I stagger out of the classroom, my phone buzzing in my pocket. I run up the stairs, not caring about the person yelling my name behind me, telling me to at least pack up my violin before leaving.
I get to my backpack and pull out my headphones. I’m going to need them.
I put the headphones on, and start to play my music. I let the emotions and melodies of the song wash over me, quieting the brewing storm of anger and pain I feel.
I walk down the hallway, towards a small offshoot that leads to some gym related room. I think there might be a class in there, but I don’t care.
There’s a desk in this hallway, and it’s dark. Thankfully the lights aren’t motion sensors, or I would’ve had to find somewhere else.
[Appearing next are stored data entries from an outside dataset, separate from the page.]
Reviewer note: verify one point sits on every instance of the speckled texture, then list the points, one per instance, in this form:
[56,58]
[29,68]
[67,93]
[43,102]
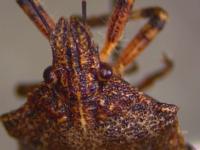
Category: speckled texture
[66,111]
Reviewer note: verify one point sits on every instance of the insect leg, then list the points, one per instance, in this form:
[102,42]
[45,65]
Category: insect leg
[157,19]
[38,15]
[149,80]
[23,89]
[116,26]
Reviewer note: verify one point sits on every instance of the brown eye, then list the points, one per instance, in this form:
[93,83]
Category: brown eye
[105,71]
[48,75]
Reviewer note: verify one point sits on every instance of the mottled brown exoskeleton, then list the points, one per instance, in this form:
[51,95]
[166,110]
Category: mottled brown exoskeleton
[83,102]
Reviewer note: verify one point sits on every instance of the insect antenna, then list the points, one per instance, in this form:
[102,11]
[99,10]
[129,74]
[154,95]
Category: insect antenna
[84,10]
[41,17]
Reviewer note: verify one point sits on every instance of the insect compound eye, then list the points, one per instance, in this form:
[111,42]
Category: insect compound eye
[48,75]
[105,71]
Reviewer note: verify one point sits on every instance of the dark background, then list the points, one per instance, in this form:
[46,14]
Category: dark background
[25,53]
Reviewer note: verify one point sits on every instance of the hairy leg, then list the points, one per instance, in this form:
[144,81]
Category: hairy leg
[38,15]
[116,26]
[157,19]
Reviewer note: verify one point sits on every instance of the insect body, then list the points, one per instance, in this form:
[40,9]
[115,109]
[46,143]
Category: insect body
[83,103]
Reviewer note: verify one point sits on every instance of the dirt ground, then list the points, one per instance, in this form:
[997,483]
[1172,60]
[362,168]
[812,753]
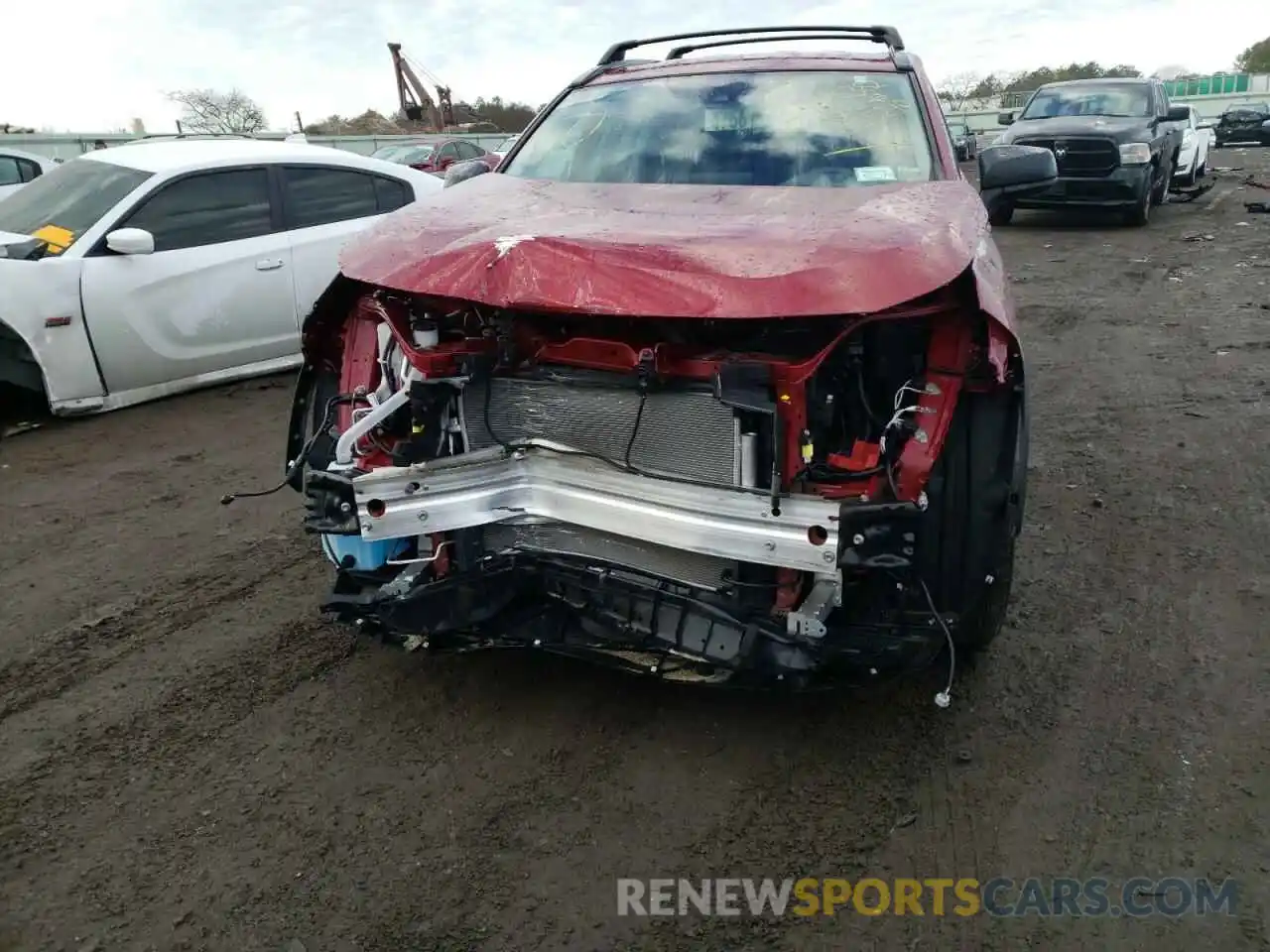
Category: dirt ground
[193,760]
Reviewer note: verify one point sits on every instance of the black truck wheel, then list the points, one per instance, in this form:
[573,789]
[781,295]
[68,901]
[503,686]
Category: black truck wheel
[976,494]
[1139,214]
[1001,212]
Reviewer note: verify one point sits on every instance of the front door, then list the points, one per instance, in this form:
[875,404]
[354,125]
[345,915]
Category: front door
[214,296]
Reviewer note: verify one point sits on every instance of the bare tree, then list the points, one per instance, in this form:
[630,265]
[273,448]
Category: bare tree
[211,111]
[959,89]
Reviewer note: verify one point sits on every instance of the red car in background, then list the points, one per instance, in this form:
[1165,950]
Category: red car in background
[432,157]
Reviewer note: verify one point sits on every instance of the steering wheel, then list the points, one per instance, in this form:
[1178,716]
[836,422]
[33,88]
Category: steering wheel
[825,177]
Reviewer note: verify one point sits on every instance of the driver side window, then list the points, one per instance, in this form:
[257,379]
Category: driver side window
[207,208]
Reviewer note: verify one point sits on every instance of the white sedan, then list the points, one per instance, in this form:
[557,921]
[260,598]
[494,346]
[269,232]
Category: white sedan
[19,168]
[1193,158]
[132,273]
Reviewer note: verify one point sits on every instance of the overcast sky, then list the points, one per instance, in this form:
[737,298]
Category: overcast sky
[86,64]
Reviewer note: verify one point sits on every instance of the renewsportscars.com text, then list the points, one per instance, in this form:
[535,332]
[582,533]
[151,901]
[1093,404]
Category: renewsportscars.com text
[1002,896]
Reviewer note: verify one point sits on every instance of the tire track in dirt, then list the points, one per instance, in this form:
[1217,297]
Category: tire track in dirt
[81,651]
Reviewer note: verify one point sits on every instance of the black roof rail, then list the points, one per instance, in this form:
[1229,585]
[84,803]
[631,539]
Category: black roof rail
[680,51]
[876,35]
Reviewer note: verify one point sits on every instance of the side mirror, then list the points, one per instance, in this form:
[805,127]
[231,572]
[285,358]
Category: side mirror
[1015,171]
[131,241]
[462,172]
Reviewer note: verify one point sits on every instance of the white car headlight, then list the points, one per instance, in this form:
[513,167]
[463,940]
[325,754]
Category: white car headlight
[1134,153]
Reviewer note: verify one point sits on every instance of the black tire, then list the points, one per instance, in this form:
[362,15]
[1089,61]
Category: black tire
[1161,189]
[1001,213]
[976,494]
[1139,216]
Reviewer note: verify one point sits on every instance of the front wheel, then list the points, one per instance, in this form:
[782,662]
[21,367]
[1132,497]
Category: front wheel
[1166,175]
[1001,213]
[975,506]
[1139,214]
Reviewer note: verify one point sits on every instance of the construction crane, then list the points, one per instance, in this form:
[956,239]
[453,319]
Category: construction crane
[414,99]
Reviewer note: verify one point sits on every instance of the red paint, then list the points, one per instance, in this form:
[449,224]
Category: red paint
[861,458]
[680,250]
[435,163]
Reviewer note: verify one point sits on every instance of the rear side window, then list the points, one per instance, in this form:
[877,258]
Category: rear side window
[207,209]
[391,194]
[324,195]
[72,197]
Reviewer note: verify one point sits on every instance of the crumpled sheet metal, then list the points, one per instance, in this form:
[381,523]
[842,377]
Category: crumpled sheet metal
[684,250]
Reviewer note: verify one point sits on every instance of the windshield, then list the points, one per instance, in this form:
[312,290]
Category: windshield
[815,128]
[393,151]
[68,199]
[1123,100]
[413,154]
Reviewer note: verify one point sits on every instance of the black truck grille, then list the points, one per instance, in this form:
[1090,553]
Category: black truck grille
[1080,158]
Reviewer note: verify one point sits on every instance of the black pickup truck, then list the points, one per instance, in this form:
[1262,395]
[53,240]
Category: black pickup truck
[1115,143]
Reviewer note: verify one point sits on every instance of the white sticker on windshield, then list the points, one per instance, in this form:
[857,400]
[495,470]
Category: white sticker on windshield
[875,173]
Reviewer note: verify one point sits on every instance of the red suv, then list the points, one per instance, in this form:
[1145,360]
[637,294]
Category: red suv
[715,377]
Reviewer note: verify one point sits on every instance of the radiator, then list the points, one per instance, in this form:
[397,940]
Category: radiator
[681,433]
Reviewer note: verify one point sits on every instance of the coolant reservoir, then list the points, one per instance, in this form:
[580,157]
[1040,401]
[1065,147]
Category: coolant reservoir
[426,334]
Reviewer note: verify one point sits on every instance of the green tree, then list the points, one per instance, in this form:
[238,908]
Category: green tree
[1255,59]
[1032,79]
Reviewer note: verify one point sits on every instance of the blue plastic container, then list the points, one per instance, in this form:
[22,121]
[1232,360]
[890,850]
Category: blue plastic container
[366,556]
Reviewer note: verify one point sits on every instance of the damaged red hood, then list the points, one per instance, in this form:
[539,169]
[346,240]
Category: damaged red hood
[676,250]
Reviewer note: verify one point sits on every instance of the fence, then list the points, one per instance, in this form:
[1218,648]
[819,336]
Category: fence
[1219,84]
[76,144]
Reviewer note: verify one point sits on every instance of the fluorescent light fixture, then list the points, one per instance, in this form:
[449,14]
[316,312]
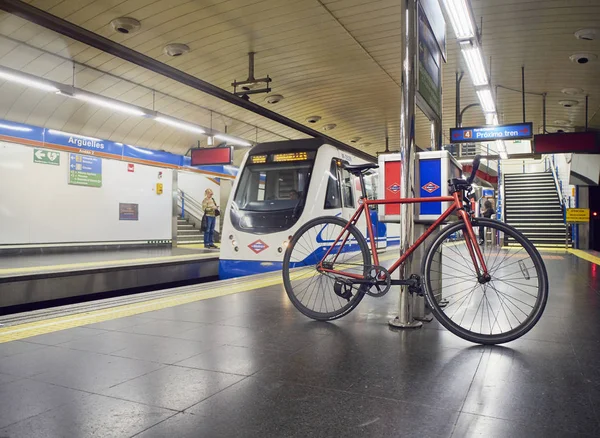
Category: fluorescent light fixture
[179,124]
[233,140]
[474,61]
[110,104]
[15,128]
[68,134]
[487,100]
[28,81]
[460,16]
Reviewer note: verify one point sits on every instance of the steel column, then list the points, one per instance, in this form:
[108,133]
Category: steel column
[407,138]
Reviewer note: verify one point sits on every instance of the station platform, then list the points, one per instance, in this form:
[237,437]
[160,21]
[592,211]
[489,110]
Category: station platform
[235,358]
[27,278]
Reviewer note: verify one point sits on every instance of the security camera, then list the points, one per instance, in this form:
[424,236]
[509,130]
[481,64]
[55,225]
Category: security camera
[125,25]
[583,58]
[176,49]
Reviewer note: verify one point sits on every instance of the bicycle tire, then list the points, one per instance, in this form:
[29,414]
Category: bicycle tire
[502,298]
[365,261]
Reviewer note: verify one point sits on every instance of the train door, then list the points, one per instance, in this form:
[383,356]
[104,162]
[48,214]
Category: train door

I sink to the floor, curling my legs up against my chest.
I grab my phone, and turn the volume to the max possible. I just want to forget, to have a moment of peace.
I rarely get peace these days. For the past three months, both my parents have been in the hospital, and for some ungodly reason, both of them made me their power of attorney. Why in gods name they would leave that up to an eight grader, nobody knows. And it’s not like anyone could ask them, seeing as they are both in a coma.
Around three months ago, my parents got into an uber that had a drunk driver. This driver drove their car into traffic during a red light, and as expected, cars hit them from both sides of the vehicle.
The driver died instantly. Lucky bastard.
Both my parents went into a coma, and have stayed that way for three months.
I’ve gotten used to getting calls from the hospital at random times now. But this call was different.
This was a call telling me that both my siblings were admitted to the hospital. My sister, for a broken femur, and my brother, for some rare disease even they don’t know how to treat.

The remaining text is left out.